There are steps smaller firms can take to avoid complex searches, Gwyn adds, starting with e-mail. At the start of a project, set up e-mail accounts into folders just as you would with separate manilla folders for change orders, documents, waivers, warrantees, change-order requests—and do it right away so you can keep up, he adds. After all, e-mail files are the first documents requested and often difficult to harvest and produce.

Even when policies exist to keep data locked down, the costs of e-discovery still add up. Take the case of the engineering firm HDR Engineering, which recently prevailed in a civil case brought against the firm by Tampa Bay Water, claiming faulty design of the utility's reservoir. The trial produced over 15 million pages of data to be stored for discovery and three million documents. In the aftermath of the trial, the firm says the cost of copying or obtaining documents came to $1 million and that it spent $2.1 million to electronically organize, store and maintain the documents. "This does not count internal and attorney-fee costs to code the documents, which is hard to separately break out," according to Timothy Connolly, executive vice president of HDR Engineering. He reckons that, on the case, the overall ESI document cost alone was about $4.6 million out of legal costs of more than $20 million, which it currently is seeking in the case.

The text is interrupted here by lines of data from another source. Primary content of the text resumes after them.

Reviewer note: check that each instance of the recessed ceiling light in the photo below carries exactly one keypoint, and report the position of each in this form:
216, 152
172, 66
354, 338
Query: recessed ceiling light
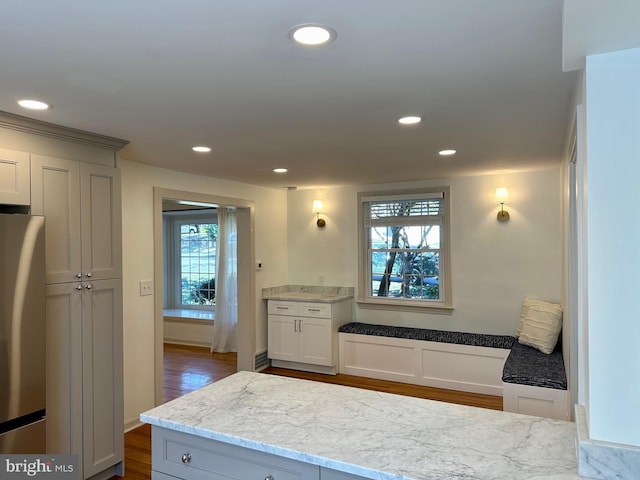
445, 153
409, 120
33, 104
201, 149
312, 34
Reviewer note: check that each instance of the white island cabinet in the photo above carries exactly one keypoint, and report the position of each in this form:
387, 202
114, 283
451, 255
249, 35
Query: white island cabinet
259, 426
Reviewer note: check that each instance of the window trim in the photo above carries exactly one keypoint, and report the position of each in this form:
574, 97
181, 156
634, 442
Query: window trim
172, 220
386, 303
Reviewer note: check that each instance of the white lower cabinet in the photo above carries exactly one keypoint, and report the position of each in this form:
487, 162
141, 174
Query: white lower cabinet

This is one example of why federal and state judges recently ruled to allow predictive-coding search technology to help firms get a handle on the costs of managing electronic documents.

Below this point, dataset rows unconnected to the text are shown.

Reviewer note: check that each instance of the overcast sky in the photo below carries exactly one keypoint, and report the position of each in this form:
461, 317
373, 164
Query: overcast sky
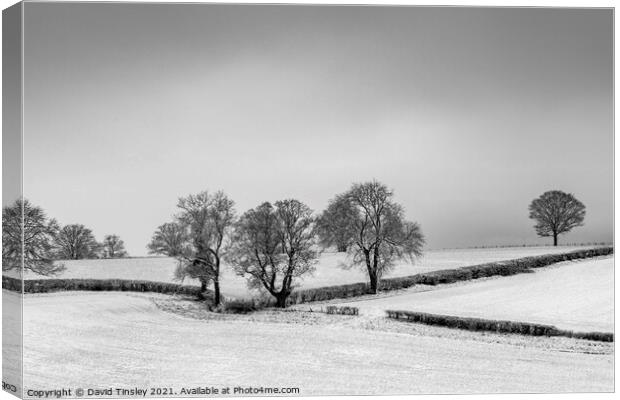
468, 114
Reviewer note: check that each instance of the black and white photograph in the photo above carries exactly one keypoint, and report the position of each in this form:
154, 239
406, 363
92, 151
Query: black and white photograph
234, 200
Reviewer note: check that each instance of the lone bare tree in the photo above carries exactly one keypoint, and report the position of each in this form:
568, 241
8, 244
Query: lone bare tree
113, 247
380, 234
556, 213
169, 239
274, 245
75, 242
203, 224
24, 220
333, 227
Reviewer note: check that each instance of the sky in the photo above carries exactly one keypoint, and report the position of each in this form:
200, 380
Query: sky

Dos, Don’ts and Disasters of Retention

E-discovery is easy—as "long as you have a retention policy," jokes Shawn Pressley, senior vice president and CIO for construction management firm Hill International Inc. He says the firm did a study to see how many megabytes of data it was keeping in the "banker's boxes" that often hold the printed versions of the electronic documents. The firm found that, on average, one banker's box holds about 2,500 pieces of paper and roughly 50 megabytes' worth of data. "On a case [of a two-year project], we might average about 40 to 100 boxes. That's about five gigabytes of data. If we take an average company, we're looking at over three million e-mails [in an average discovery request], which equates to about 50 gigs per person to recover," Pressley says. And that's with the backing of IT, legal, HR and senior management.

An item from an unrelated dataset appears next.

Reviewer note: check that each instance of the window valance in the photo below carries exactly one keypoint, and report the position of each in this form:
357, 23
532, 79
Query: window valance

The costs to store and convert a gigabyte to the right standard file format, such as PDF or TIFF, are all over the map, experts say. Meanwhile, state courts, which historically have fewer e-discovery rules compared to federal courts, are getting tougher with firms that plead ignorance of IT or lack of resources.

Kathleen Seligman, whose firm Cohen Seglias Pallas Greenhall & Furman represents Hill International, says although that's changing, it means that smaller firms who are subpoenaed as a third party to another dispute are on the hook for the costs of producing the data. Judges are evolving on this matter, she notes, but it's still a huge area of uncertainty for third parties whose documents are subpoenaed.

Breaking Down the Basics

Patricia Harris, a Zetlin De Chiara construction attorney who provides best-practice seminars on data retention, says it's astonishing how quickly costs can rise if an e-discovery vendor has to help a party comply with a subpoena, from scratch. "We were involved in litigation where [one of the parties] had never segregated their e-mails by project," she says. The firm in question—a significant name in the AEC industry—eventually unearthed millions of e-mails using generic search words pertaining to the case, a huge project.

Harris' advice to firms is to think through their plans for the basics of data retention: identify records by type; prescribe length of retention; define method of retention; establish access to records; provide authority amid uncertainty; establish destruction policies; and construct rules in the even to litigation. Finally, she adds, communicate.

The truth is, most firms really don't know where all their documents are, and it is a struggle to get ahead of it, says Lorraine D'Angelo, senior vice president of ethics and compliance, Dragados. As AEC firms acquire other firms around the globe, those retention policies become even more complex. "The easy thing would be to go back to using paper," she says with a sigh. But since that's not going to happen and as the digital universe keeps expanding, her advice on best practices is to just think before sending many e-mails.

"It used to be people spent some time drafting a letter, instead of shooting from the hip," D'Angelo says. Also, if you do have a document destruction policy, be consistent about observing it, she adds. Selective document policies can also lead to a sanction in discovery cases.

The bottom line is that all these technologies and policies probably won't save any firm from dirty e-mail jokes on the job or an IT guy who tosses a half-eaten bag of Doritos into a banker's box of change orders headed for a warehouse full of mice.

This is still a rough-and-tumble industry after all, notes Pressley. But tools, techniques and better policies are emerging to help companies get a handle on their data deluge. Hopefully, all that can help them stay out of court.